Though she’s quick to point out that the acquisition of Morrow Avon added significantly to the bottom line and “that skews the financials results,” Friedman adds: “We’re going to do very well this year, so I’m pleased with the job everyone has done here.”

The publisher also has struck deals with sister outfits Fox Television and Fox Atomic to develop programming based on HC titles. “From Jane all the way down, there is a culture of straight-shooting at Harper,” says Scott Hoffman, managing member of Folio Literary Management, whose firm recently secured a $1.2┬ámillion deal from Harper for author Garth Stein. “They tell you the way it is, what they can pay — they’re always willing to pay competitive prices — and what they’re going to do. … They really take care of their authors.”

Friedman says when signing new authors, she trusts her “publishing gut” and listens to “how an editor feels about the author.” Although Friedman’s gut for 39 years has been spot on, this year hasn’t been without controversy, namely the high-profile firing of Judith Regan, the head of HC imprint Regan Books and whose book and TV deal with O.J. Simpson pointed a hot spotlight on Friedman and News Corp. chief Rupert Murdoch. Raise the issue, and Friedman’s smile fades. “I plead the Fifth,” she says, adding, “It was an unfortunate situation that I’ve never discussed publicly. It’s such ancient history at this point.”

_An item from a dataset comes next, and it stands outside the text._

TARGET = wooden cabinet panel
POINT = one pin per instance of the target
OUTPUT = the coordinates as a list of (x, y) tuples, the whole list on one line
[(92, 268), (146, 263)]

Vocation: “Working mother”

Recent breakthrough: C.S. Lewis’ “Chronicles of Narnia” added $100 million to HC coffers.

Role model: “I think Rupert Murdoch is just a genius. I have learned so much from watching him. He knows my business inside and out. And (former GE CEO) Jack Welch. Though I don’t always agree with them both.”

Career mantra: “Good publishing is good business.”

What’s next: “Leading the digitizing of HC titles.”